En el cuadro de Juna de Flandes es invierno. Ella, ovillada y encerrada en sí en su propio interior: “Cada vez más pequeña”. Y el agua cercana que nos va invitando a ese encuentro en la nada. Ella lo contemplaba, no obstante, pero también veía al mismo tiempo las piedras, en ese juego de contrarios y la mirada apagándose.
Burne-Jones, inspirador de la escuela prerrafaelista posee una pintura sobrecogedora, y en el cuadro ella está indefensa, en una sala.
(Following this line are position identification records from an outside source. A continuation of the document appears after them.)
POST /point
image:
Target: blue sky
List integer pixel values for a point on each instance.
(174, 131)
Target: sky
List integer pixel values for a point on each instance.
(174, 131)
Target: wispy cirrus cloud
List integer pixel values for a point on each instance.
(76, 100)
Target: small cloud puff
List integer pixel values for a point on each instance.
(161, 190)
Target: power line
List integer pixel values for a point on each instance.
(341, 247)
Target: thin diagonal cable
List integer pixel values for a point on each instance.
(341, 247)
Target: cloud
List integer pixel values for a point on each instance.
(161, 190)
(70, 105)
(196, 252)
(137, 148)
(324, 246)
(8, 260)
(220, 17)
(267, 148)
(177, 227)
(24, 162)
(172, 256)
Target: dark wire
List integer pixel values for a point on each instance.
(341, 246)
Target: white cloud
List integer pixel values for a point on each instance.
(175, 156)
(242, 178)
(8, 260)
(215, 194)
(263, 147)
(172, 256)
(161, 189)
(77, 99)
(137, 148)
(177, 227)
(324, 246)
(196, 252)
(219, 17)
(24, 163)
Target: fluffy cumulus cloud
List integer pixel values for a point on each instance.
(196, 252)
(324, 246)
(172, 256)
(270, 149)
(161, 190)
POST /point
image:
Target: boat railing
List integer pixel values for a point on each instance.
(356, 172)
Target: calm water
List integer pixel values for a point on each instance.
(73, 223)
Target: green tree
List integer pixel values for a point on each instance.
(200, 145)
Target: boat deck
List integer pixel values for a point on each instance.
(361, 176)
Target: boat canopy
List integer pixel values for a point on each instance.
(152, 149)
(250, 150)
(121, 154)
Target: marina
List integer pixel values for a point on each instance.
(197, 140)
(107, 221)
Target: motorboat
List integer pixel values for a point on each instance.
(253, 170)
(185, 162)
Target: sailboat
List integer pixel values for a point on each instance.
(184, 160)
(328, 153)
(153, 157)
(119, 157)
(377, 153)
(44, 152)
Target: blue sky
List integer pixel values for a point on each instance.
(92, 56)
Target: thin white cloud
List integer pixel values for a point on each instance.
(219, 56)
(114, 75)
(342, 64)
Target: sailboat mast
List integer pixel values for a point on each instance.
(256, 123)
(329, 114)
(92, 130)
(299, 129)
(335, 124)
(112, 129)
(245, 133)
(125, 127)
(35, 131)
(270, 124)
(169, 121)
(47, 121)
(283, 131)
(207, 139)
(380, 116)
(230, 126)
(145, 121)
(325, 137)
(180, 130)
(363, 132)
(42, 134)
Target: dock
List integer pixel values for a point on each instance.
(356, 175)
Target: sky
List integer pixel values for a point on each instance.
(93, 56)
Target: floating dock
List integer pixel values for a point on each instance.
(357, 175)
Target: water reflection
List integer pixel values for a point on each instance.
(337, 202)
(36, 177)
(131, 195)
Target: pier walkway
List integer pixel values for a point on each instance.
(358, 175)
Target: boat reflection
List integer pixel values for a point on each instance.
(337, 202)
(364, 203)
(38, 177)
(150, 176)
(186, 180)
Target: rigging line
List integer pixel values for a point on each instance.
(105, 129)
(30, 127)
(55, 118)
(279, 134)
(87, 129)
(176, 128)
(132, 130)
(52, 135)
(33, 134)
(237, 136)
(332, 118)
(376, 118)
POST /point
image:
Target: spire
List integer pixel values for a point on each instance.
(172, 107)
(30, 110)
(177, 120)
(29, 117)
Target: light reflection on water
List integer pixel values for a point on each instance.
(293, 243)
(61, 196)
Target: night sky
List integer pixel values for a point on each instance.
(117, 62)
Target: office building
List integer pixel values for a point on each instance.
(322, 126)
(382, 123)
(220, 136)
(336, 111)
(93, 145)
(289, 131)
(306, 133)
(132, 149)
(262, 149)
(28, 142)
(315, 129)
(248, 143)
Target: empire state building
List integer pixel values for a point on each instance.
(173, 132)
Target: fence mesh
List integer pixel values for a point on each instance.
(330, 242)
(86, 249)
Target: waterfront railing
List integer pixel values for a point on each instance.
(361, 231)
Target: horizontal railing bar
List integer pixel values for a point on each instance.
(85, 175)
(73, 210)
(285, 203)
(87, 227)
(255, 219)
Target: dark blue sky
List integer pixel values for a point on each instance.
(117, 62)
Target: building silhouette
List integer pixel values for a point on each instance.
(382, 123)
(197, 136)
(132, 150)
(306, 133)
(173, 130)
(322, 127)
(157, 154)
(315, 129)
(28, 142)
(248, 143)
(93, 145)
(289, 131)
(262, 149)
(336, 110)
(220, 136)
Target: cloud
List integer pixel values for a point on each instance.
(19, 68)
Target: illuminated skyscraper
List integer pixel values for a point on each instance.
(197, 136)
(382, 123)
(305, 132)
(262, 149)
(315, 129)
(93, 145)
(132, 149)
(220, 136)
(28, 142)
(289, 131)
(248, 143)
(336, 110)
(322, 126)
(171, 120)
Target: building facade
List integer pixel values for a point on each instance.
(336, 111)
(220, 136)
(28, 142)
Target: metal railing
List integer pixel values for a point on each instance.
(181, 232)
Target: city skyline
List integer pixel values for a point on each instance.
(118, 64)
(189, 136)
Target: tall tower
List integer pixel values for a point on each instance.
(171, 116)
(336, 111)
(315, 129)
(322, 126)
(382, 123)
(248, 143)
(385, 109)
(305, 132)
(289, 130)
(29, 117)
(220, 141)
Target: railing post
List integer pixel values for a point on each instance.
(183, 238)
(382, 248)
De nuevo la mirada de él sobre ella como un sueño de hacía tiempo, pero él sabe que esa luz que soñó se irá y que el amor es una enfermedad. Cada vez más pequeños en nuestra resolución vital, cada vez más conscientes de que debemos llegar como indefensos ante el todo y también ante el amor y su caza: “Tan incierta/ la luz. Como en el sueño”.
Una escena de caza es el cuadro de Botticelli donde el amante azuza contra la amada los mastines, abriendo en canal su espalda y arrojando a las bestias las vísceras. Se trata de la obra Historia de Nastagio degli Onesti inspirado en escenas del Decamerón de Boccaccio, donde Nastagio se horroriza ante esa escena. Según el cuento, este caballero es Guido de los Anastagi quien, loco por el amor no correspondido de la mujer asediada, se había suicidado. Tras la muerte de ella, ambos fueron condenados a ser eternamente perseguidor y perseguida hasta el fin de los tiempos. De este modo, vemos en el fondo de la composición cómo la muchacha, que ha resucitado, vuelve a ser asediada por los canes del caballero. Una persecución de amor en la muerte.

Una lírica profundamente reflexiva, heterodoxa e inteligente de una de las poetas actuales más profundas.